To my way of thinking nearly all ATF agents should be arrested for violation of 18 USC 242. But I don't expect that to happen for at least another, like, million years or so. But there is one less ATF agent in the field today which has to be a good thing:
A U.S. federal agent has been charged with second-degree murder in the alleged 2008 shooting of his neighbor in the U.S. Virgin Islands.
Justice officials say they arrested Agent William Clark with the Bureau of Alcohol, Tobacco, Firearms and Explosives. He also was charged with involuntary manslaughter and using a dangerous weapon during a violent crime."
The above is from View From NW Idaho, and since it seems to cause ATF types to meditate upon it rather than doing something more deleterious with their time, I tend to favor duplication.
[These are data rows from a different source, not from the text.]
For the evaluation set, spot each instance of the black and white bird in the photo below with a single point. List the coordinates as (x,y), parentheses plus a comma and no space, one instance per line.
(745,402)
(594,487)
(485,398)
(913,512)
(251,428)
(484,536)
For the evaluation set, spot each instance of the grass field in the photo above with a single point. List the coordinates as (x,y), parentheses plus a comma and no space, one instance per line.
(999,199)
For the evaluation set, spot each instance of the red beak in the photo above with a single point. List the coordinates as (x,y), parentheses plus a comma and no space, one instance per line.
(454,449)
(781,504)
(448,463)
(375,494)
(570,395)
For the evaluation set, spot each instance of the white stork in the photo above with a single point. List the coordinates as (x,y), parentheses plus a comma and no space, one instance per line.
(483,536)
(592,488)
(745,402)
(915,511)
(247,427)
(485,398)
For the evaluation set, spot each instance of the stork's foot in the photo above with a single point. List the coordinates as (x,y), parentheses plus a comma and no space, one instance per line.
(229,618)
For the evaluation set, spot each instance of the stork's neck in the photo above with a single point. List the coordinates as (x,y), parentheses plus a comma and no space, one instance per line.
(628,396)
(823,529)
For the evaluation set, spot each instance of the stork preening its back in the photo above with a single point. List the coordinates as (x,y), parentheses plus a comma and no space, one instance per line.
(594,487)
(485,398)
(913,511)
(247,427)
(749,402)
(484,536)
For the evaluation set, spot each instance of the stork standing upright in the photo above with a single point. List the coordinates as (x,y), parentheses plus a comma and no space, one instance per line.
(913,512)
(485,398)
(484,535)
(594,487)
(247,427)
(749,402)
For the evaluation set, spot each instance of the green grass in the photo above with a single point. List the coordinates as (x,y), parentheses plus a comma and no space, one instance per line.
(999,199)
I would suggest that most law enforcement agencies could be divided into two broad categories - true officers of the peace, striving to reduce the amount of strife and misery in the world by utilizing various and sundry laws and mechanisms to separate the predators out of the herd who generally have my respect and support. And the ninnies with badges and guns (that should be deprived of the first and retrained in the second) who focus on offenses of possession, and largely have my contempt.
The ATF, not surprisingly, strikes me as the dregs of enforcement agencies - that outside of their arson and explosive expertise, have little if anything of worth to offer the world, and should likely be reduced to solely those functions.